It’s almost 11am, Sunday. I am having difficulties with deciding what to do with myself. I have 4 eggs and some bread but apart from that no other food and shops are closed on Sundays. I’d really like some fruit.
I need to prepare for the investigation that is tomorrow morning and I’m really dreading it. I don’t want to read all those letters again, that are proofs that we were being ignored for so long. The complaint that had it subject changed from ‘money missing from the account’ into ‘poor customer service’, the fact that bank instead of informing the police asked the employee who was stealing what they have to say to our complaint. But again, there’s no one else to do that so it has to be me.
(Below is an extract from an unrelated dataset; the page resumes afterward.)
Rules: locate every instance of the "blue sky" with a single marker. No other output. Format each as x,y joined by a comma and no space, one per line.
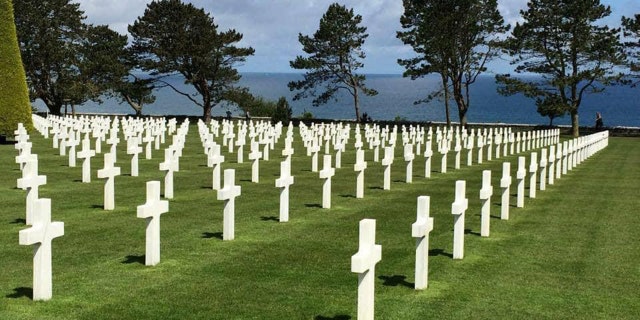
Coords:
271,27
Weather is nice again but for now I didn’t leave the building other than to the kitchen to get milk for coffee and then to put it back. I suppose that is an autistic thing, problem with transition. Even though yesterday I managed to have such a nice day by being out a lot it’s not a motivation to go out again today.
I will get up at some point, I promise.
But at least I fully accepted the fact that my mum has to be in a care home and that’s what her money has to be spent on (if she still has any left). This is the best for our family, considering the circumstances and it’s not a failure, even if, possibly, other people think it is.
I spoke with my brother yesterday on the phone and he said he’ll fix the roof but he sounded rather sarcastic, like if he really meant ‘get off me, I’m coping perfectly fine’. I almost heard him thinking he’s one level above everyone else.